Sa carrière, presque toute passée hors de la métropole, y compris pendant la Grande Guerre, se compose de quatre épisodes. Les deux premiers se rattachent à l’expansion coloniale de la IIIe République. Il participa d’abord à l’expédition de Madagascar (juin-septembre 1895), dont le succès ne fut obtenu qu’au prix de pertes humaines qu’une politique sanitaire bien entendue (carence qui aurait pu être soulignée dans l’ouvrage) aurait sans doute évitée. Il se distingua ensuite dans les débuts de la conquête du Maroc, notamment en se consacrant à l’organisation des contingents marocains de 1907 à 1913, puis à leur incorporation dans l’armée française. Il tint un rôle encore plus remarquable au cours de la Grande Guerre, dans un Levant disputé à l’empire ottoman. Basé d’abord à Suez, puis à Port-Saïd (août 1916-décembre 1917), il assura en effet la coordination des deux missions françaises envoyées soutenir la révolte arabe dirigée contre les Turcs sous la direction du Chérif de la Mecque Hussein.
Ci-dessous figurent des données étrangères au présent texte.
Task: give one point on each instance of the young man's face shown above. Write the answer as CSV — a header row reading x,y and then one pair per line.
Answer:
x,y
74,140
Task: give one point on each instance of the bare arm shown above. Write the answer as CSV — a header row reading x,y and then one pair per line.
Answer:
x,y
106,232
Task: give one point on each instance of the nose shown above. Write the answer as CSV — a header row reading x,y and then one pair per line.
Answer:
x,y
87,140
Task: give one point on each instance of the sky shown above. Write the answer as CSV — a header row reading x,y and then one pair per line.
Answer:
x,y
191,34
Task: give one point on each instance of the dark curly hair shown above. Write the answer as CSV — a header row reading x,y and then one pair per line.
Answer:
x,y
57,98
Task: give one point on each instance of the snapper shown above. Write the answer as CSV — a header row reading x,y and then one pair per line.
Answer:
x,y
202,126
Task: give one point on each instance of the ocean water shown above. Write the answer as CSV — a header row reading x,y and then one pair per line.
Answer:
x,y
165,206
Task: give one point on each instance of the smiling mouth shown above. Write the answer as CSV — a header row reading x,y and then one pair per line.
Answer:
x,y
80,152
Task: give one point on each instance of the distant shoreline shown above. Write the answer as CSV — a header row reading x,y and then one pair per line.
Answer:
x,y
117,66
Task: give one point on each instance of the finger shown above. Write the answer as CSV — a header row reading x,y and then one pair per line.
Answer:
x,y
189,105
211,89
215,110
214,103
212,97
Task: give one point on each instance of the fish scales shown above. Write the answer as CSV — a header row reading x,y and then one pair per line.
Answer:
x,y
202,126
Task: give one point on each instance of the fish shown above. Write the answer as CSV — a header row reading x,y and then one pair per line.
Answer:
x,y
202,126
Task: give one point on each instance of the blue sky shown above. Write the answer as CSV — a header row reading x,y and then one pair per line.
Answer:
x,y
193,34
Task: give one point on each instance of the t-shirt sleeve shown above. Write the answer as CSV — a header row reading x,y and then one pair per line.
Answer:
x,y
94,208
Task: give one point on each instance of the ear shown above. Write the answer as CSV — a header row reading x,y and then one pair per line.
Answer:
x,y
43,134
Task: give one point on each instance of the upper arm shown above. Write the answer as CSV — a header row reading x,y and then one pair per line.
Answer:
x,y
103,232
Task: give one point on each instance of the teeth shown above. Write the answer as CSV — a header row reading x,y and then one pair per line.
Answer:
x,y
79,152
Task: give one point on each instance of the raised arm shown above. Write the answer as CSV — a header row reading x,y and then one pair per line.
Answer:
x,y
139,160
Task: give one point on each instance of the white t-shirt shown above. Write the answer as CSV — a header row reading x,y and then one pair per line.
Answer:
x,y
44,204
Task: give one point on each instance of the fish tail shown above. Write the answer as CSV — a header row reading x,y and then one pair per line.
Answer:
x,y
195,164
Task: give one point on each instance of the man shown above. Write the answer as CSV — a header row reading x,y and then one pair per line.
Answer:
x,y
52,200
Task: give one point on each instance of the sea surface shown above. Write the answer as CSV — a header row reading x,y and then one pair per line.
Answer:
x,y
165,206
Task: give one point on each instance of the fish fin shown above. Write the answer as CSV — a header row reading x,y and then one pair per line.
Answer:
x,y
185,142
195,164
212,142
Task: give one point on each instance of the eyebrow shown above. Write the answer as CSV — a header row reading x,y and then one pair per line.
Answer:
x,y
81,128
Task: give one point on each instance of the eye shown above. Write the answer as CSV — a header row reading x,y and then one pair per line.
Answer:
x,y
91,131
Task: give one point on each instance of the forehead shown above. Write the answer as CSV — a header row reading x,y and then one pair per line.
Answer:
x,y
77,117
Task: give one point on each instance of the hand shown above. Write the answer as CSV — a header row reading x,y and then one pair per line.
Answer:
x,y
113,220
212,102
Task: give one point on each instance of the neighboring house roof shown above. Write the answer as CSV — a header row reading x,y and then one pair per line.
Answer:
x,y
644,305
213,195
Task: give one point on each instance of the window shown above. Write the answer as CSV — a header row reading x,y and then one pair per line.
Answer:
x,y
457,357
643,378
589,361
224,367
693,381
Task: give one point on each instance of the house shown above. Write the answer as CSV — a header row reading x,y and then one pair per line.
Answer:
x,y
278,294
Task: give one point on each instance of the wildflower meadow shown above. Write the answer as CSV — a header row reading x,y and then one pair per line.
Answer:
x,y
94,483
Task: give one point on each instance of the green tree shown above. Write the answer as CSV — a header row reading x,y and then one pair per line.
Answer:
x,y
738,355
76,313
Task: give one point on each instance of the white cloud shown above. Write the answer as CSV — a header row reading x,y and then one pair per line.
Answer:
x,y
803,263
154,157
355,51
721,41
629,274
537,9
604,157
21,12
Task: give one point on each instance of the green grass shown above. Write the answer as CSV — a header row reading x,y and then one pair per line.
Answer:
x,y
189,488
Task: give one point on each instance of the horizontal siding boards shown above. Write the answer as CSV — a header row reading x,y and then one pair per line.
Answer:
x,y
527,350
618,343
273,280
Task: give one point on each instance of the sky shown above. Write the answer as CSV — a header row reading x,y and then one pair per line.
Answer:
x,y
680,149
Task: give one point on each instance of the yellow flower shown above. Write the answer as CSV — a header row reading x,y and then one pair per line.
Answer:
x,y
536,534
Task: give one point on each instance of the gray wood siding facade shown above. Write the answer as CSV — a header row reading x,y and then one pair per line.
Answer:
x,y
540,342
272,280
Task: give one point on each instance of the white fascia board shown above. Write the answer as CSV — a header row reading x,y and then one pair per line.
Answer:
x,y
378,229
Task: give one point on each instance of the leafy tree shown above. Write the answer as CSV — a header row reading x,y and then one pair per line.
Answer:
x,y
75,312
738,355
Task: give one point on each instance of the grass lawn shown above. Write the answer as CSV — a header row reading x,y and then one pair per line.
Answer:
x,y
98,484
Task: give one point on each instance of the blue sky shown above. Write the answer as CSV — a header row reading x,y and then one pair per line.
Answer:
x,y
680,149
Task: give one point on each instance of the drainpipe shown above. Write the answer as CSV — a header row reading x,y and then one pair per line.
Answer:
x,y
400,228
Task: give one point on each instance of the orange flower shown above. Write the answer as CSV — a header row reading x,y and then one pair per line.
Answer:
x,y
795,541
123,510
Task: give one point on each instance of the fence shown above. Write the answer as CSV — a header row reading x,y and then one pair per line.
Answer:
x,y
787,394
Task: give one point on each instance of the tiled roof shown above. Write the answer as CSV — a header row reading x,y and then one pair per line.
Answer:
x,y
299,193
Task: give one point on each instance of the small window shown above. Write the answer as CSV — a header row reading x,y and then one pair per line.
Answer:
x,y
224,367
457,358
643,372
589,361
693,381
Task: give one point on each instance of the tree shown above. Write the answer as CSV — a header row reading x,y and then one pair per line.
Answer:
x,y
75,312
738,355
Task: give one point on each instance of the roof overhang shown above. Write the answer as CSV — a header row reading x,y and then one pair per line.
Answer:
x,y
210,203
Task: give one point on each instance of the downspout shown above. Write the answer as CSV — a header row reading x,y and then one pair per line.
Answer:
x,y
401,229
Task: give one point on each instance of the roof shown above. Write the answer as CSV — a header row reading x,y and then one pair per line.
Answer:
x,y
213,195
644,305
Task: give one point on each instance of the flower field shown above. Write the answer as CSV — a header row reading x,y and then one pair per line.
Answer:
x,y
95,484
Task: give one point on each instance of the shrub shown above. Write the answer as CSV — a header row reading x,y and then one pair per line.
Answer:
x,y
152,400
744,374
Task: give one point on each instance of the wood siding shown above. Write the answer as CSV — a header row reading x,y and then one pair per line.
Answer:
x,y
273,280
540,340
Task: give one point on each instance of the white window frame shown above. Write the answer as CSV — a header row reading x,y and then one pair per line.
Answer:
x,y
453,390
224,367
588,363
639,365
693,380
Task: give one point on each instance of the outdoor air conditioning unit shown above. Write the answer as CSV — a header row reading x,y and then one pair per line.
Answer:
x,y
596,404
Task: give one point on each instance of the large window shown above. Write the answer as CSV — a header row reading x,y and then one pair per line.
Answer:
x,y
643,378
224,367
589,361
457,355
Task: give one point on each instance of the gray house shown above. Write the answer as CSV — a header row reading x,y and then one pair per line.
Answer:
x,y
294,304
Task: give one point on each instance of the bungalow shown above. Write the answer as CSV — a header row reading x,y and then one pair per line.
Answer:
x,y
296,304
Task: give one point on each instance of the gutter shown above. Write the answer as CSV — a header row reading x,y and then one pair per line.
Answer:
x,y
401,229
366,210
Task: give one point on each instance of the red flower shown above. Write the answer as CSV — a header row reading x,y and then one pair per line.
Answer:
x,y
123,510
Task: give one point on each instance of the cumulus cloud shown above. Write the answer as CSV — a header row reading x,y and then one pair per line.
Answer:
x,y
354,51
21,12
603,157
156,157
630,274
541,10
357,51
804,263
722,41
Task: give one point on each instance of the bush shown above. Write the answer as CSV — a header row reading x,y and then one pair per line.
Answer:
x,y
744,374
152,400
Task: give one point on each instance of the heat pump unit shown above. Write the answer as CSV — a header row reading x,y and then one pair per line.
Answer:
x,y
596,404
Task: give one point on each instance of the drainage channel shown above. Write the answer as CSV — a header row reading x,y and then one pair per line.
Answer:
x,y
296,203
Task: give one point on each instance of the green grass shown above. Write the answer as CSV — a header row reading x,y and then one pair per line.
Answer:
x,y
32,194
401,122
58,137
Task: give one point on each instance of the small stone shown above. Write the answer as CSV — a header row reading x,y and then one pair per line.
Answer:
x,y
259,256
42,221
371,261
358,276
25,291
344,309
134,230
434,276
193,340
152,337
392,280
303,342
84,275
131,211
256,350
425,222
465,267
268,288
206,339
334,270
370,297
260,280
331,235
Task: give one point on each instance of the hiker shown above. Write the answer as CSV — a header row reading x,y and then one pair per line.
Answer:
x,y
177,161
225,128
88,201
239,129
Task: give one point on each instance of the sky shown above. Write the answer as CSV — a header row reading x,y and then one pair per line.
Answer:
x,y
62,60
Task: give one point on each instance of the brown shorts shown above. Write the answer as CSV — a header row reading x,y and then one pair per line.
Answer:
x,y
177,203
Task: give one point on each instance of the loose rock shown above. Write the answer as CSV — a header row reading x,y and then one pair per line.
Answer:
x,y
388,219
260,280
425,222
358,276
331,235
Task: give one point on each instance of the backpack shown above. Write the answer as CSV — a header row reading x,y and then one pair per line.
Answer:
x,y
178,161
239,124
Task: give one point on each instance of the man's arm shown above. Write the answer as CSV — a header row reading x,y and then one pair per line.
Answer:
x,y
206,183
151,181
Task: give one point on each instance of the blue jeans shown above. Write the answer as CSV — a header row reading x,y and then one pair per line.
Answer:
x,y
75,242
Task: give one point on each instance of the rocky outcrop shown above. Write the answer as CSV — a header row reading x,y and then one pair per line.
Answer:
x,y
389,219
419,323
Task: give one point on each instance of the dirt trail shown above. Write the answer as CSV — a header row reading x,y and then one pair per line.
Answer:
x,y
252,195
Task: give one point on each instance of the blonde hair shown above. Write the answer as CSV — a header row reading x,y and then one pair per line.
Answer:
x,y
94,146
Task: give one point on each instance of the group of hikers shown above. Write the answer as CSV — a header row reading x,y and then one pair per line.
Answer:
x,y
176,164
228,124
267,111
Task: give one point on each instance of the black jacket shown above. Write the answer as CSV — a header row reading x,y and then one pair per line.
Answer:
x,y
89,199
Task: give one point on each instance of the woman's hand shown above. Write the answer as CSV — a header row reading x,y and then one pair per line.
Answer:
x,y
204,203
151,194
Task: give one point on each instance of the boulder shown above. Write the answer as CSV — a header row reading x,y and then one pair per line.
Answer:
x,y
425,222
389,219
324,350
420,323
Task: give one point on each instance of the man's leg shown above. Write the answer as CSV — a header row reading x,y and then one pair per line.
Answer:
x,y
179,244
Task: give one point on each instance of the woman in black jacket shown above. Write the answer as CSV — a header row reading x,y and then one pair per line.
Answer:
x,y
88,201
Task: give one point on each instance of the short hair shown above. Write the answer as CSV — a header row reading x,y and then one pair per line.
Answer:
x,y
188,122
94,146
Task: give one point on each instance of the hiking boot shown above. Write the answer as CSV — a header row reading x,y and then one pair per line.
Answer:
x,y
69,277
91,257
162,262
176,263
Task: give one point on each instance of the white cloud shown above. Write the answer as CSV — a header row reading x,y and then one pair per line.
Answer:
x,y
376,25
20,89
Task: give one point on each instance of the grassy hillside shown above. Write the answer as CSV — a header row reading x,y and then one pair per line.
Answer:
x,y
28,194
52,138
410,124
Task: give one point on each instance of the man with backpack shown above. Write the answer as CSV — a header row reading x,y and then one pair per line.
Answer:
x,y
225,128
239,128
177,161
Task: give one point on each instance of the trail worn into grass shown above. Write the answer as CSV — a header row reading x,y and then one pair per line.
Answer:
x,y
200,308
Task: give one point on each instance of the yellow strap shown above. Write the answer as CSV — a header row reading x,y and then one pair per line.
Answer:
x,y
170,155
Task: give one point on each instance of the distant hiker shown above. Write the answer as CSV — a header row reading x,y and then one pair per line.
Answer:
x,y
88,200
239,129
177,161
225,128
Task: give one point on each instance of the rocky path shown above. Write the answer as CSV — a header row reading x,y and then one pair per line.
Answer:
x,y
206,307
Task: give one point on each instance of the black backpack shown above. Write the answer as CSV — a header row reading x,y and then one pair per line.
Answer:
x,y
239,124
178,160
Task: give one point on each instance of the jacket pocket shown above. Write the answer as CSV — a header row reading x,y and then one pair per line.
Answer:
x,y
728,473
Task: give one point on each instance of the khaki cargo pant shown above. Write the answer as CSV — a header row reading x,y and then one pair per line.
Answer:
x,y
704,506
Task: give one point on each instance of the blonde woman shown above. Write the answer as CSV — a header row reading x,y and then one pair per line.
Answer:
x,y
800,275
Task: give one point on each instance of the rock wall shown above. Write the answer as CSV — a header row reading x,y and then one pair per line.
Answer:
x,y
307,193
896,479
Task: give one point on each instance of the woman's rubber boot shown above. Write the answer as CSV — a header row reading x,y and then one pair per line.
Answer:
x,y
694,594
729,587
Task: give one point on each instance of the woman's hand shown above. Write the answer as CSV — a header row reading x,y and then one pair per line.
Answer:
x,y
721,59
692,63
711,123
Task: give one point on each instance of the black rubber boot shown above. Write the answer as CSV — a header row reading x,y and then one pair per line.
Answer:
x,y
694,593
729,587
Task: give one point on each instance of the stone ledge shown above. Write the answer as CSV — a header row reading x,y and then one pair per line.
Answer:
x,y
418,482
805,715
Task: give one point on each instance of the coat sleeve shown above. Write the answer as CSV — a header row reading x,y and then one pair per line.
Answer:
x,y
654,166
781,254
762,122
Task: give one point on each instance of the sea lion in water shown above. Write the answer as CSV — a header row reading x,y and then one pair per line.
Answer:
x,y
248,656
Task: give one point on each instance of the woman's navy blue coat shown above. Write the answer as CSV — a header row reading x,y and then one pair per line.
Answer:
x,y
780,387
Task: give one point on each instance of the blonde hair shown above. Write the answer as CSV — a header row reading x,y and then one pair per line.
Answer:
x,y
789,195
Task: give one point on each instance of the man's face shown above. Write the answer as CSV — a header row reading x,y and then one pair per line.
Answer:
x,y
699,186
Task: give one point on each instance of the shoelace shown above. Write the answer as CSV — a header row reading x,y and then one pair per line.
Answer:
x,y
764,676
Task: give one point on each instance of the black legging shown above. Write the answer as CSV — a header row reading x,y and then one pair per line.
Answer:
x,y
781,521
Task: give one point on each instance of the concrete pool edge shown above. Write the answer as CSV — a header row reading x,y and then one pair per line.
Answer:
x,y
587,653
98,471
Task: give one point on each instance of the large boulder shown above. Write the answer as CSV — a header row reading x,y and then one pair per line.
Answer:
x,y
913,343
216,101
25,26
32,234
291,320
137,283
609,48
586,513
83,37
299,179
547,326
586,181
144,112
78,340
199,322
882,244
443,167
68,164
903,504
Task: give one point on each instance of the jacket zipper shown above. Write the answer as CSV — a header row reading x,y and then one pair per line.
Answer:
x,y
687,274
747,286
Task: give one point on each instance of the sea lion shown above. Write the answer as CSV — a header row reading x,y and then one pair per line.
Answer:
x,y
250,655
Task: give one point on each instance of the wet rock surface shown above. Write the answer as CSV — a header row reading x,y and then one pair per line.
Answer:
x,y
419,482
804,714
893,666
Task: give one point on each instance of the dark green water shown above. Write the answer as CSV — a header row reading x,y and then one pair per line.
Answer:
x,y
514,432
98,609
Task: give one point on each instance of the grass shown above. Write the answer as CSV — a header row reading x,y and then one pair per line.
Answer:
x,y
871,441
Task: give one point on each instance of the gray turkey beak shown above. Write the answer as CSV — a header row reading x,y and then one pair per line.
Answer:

Il s’agissait respectivement d’une « députation politique », chargée d’établir des liens diplomatiques, et d’une mission militaire, composée exclusivement d’officiers musulmans, destinée à appuyer les contingents arabes.Avec de faibles moyens, d’autant plus médiocres que ce théâtre de la guerre intéressait peu les responsables de Paris, Brémond tenta néanmoins d’assurer sur ce terrain la présence française face aux ambitions britanniques, symbolisées par le personnage contesté du colonel Lawrence. Ces responsabilités furent suivies, de janvier 1919 à septembre 1920, de la direction de l’administration de la province de Cilicie, attribuée à la France en vertu des accords franco-britanniques, mais cible de l’armée turque renaissante sous l’impulsion de Mustapha Kémal. Brémond, pour s’être identifié avec l’entreprise, y gagna de nombreuses critiques, dont celle de se montrer trop attaché à la défense de la population arménienne, dont la politique française exigeait, avec plus de cynisme que de loyauté, l’abandon (un cas parmi d’autres…). Il alla, non sans courage, jusqu’à s’opposer au glorieux général Gouraud, haut-commissaire au Levant. Cela ne l’empêcha pourtant pas de terminer sa carrière comme général de brigade, ce qui fut loin d’être le cas pour tous ceux qui avaient suivi des itinéraires comparables, plus riches de travaux que d’occasions de briller dans les états-majors.

Il faut remercier le colonel Rémy Porte pour cette biographie d’un officier qui, sans occuper les tout premiers rangs, fut un des animateurs de la politique française outre-mer. Si sa réputation littéraire ne saurait être comparée à celle de Lawrence, cet arabisant, bon connaisseur de l’islam, laissa derrière lui une œuvre écrite des plus honorables, dont la lecture reste toujours intéressante, notamment celle du livre intitulé Le Hedjaz dans la guerre mondiale (1931), sorte de contre-point réaliste - et nécessaire - aux séductions poétiques des Sept Piliers de la Sagesse.